It is quite curious, as well as outrageous, to see how one of the main engines of Spanish economic growth continues to be shut down, while the government, with its impassive attitude, continues to ignore the demands of such a vital sector of the Spanish economy. A sector that, in line with the forecasts of the hotel and catering industry, is predicting losses in the millions, as well as a fall in tourism activity which, given our recent and not so recent history, finds no precedent on which to base itself. A rather complex situation, given the contribution that the sector makes to our economy.

In this sense, we are talking about a great lack of measures to guarantee the survival of a sector that is fundamental to growth and employment in our country. And I speak of a fundamental sector, for the simple fact that its contribution, both direct and indirect, in light of the data, shows us the great dependence of the Spanish economy on a sector such as tourism. At the same time, it is curious that the Government, despite the declarations made and its announced desire to end the sector’s weight in the economy, continues to ignore one of the few sectors in which the Spanish economy is a global leader.

According to the World Economic Forum and the World Tourism Organization, Spanish tourism is the second most attractive tourist destination in the world after France. In this sense, competing with France, Spain is at the head of the world’s tourism powers, having been chosen by the World Tourism Organization, the UNWTO, to host the headquarters of that organization, as well as the first world tourism summit organized by the UN, in collaboration with major organizations and tourism agencies on the planet. A summit that, as defined by the United Nations tourism delegation, aims to make Spain the Davos of the tourism sector.

If to this, in addition, we add the contribution of this sector, the doubts that, a priori, we raised at the beginning of the article, begin to sound with more force. To give us an idea, the direct contribution of the tourism sector to the Spanish GDP is set at 13%. However, this figure does not include, so to speak, the indirect contribution, as well as all those auxiliary services that, derived from tourism, generate income thanks to the activity of that sector. When we add this indirect contribution and extract the total calculation that includes the direct and indirect contribution of the sector to the Spanish economy, we are talking about the fact that this contribution amounts to 25% of the GDP. That is, one fifth of the Spanish economy that, in light of the data, is subordinated to the tourism sector.

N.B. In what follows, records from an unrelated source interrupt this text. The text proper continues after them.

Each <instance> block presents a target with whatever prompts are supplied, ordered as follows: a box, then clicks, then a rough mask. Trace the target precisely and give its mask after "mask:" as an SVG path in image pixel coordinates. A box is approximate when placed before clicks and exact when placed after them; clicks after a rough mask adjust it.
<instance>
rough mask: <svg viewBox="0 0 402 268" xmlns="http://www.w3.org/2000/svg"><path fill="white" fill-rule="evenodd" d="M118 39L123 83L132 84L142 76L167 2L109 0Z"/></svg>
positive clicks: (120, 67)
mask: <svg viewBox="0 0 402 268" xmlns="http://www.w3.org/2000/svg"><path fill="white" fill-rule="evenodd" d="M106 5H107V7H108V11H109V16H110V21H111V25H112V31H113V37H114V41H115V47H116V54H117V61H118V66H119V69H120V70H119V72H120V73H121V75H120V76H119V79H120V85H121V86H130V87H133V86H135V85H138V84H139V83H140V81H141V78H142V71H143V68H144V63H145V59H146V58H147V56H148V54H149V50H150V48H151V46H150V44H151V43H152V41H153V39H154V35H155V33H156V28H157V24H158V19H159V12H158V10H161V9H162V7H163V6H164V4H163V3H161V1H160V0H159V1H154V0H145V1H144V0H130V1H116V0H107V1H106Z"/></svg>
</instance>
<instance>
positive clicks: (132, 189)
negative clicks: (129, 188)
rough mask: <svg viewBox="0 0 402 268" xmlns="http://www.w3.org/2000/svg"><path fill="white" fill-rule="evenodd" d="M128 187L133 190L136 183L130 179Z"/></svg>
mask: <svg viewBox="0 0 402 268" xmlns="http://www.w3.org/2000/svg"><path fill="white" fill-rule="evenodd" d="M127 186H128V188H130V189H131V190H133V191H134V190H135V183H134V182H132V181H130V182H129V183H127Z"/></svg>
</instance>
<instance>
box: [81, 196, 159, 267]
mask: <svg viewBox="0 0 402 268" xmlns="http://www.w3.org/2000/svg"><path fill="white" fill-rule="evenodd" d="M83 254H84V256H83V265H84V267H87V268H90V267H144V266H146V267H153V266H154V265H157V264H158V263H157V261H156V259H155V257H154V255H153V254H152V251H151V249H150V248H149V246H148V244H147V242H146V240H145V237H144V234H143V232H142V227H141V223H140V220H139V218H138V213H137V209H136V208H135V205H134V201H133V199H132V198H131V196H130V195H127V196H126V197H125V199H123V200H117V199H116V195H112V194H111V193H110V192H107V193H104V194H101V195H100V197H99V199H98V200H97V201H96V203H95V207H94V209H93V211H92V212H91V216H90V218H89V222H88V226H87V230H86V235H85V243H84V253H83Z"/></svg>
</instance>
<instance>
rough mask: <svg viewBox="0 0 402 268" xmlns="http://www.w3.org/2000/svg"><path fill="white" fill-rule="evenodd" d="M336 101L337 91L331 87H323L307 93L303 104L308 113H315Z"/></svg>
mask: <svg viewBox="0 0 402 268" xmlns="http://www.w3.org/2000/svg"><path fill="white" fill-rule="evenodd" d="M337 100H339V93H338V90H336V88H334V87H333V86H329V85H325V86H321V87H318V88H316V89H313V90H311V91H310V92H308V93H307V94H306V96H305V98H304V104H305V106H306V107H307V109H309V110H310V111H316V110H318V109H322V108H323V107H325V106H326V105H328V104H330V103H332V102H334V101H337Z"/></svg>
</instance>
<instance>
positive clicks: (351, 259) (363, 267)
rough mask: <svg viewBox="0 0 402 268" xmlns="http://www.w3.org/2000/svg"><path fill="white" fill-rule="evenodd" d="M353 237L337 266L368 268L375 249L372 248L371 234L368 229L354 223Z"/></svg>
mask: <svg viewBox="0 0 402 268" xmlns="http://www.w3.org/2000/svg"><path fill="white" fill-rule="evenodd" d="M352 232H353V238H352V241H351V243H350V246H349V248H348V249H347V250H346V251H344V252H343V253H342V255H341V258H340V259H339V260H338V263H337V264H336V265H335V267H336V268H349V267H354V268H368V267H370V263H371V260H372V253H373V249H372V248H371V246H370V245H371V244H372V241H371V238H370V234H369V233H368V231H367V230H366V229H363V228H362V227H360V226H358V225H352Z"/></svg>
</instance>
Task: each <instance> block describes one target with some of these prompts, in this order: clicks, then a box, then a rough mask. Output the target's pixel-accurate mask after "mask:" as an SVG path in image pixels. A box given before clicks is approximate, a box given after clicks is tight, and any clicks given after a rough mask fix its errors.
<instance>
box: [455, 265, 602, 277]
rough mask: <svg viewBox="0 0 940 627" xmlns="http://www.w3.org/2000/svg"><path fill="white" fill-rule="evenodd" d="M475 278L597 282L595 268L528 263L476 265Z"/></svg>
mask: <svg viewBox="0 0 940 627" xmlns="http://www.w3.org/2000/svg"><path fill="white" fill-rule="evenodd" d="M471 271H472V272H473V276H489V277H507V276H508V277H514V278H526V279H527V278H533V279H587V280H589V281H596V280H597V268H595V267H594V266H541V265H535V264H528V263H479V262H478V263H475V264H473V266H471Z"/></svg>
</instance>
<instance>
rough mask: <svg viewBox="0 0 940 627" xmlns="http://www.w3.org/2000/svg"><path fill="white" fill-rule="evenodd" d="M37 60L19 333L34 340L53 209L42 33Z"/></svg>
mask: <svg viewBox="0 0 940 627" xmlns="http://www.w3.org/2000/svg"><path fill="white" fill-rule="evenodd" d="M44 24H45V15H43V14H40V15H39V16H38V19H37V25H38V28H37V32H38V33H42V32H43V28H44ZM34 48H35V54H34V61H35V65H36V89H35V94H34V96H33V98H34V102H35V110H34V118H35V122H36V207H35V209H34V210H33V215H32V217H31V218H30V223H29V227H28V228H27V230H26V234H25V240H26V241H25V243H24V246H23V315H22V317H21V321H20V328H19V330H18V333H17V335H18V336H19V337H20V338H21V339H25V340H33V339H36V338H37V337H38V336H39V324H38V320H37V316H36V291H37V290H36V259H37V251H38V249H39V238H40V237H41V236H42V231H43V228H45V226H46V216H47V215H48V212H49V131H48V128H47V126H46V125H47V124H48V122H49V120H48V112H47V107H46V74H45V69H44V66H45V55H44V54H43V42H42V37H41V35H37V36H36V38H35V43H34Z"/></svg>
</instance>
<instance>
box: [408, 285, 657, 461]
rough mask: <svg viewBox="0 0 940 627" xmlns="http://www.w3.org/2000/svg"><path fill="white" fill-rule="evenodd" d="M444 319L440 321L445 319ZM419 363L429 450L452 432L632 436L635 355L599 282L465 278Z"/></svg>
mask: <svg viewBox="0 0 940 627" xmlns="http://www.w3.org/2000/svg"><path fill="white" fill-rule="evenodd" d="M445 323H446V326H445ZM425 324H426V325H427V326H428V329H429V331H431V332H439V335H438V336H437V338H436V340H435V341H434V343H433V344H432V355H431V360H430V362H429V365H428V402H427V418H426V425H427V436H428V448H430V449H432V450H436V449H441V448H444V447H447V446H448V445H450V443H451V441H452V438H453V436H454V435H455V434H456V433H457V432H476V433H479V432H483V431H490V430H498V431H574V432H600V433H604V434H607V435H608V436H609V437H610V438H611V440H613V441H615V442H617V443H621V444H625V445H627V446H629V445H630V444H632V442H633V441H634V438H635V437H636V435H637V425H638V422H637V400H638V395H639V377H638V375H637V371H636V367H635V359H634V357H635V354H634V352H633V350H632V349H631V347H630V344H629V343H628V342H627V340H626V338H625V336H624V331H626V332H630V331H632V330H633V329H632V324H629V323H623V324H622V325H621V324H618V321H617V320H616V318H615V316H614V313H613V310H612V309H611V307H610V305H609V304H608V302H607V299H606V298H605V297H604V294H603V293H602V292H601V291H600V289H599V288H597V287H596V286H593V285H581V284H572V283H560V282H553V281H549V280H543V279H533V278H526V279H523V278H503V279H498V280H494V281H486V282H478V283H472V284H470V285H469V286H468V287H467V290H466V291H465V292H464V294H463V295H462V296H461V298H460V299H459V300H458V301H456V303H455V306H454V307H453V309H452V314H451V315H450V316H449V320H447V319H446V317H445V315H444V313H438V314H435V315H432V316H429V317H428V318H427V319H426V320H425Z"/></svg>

This sector, as is understandable and once we know the weight of tourism in the GDP, in the same way that it generates economic growth, also has a weighty role in employment in the country. In other words, the tourism sector is a sector which, given its contribution to employment, is of vital importance to our economy, as well as to our society. To give us an idea, the contribution that this sector makes to employment is 14.7%. This shows us how more than one tenth of the workers who are working in our country, work directly in the tourism sector, in fact, statistics show that one in every 10 people who are employed in the country, are employed in the tourism sector. If we add to this the capacity of this sector to create employment and adapt to complicated situations such as the current situation, due to a temporary nature that amounts to 32%, we are talking about a very relevant sector for our economy; despite the fact that some people dedicate their efforts to only highlight the “low added value of the sector”.

Thus, in line with everything mentioned above, the sector, according to forecasts made by the hotel and catering employers Hosteltur, could be left this year up to more than 92,000 million euros, which, as a direct consequence of the Coronavirus, would stop the sector from entering due to the loss of part of the tourist season, as well as society’s fear of contagion, in addition to the deterioration in family income levels. All this worries some tourism entrepreneurs who, in addition, and like many other sectors in our country, are entrepreneurs who own an SME, a tourism company of modest size, which, like the group of SMEs in our country, has more vulnerable structures, as well as more limited resources.

We must therefore begin to support a sector such as tourism more strongly. I will not tire of saying this, but we are talking about a sector in which Spain has a competitive advantage and yet we want to dismiss it as a parasite. We cannot continue to turn a deaf ear to the demands of a sector which, given the nature of the pandemic, cannot act to compensate for the expected losses. Moreover, with 92% of the citizens devoting their savings to domestic tourism, that aggregate of 8% more proposed by Pedro Sánchez, taking into account the deterioration we were contemplating, does not compensate for the losses that that sector must assume during this year.

It is time to attend to the sector, as well as to attend to it with the affection it deserves. We cannot discard a priority sector such as the tourism sector. If we do so, our economy will be hard-hit.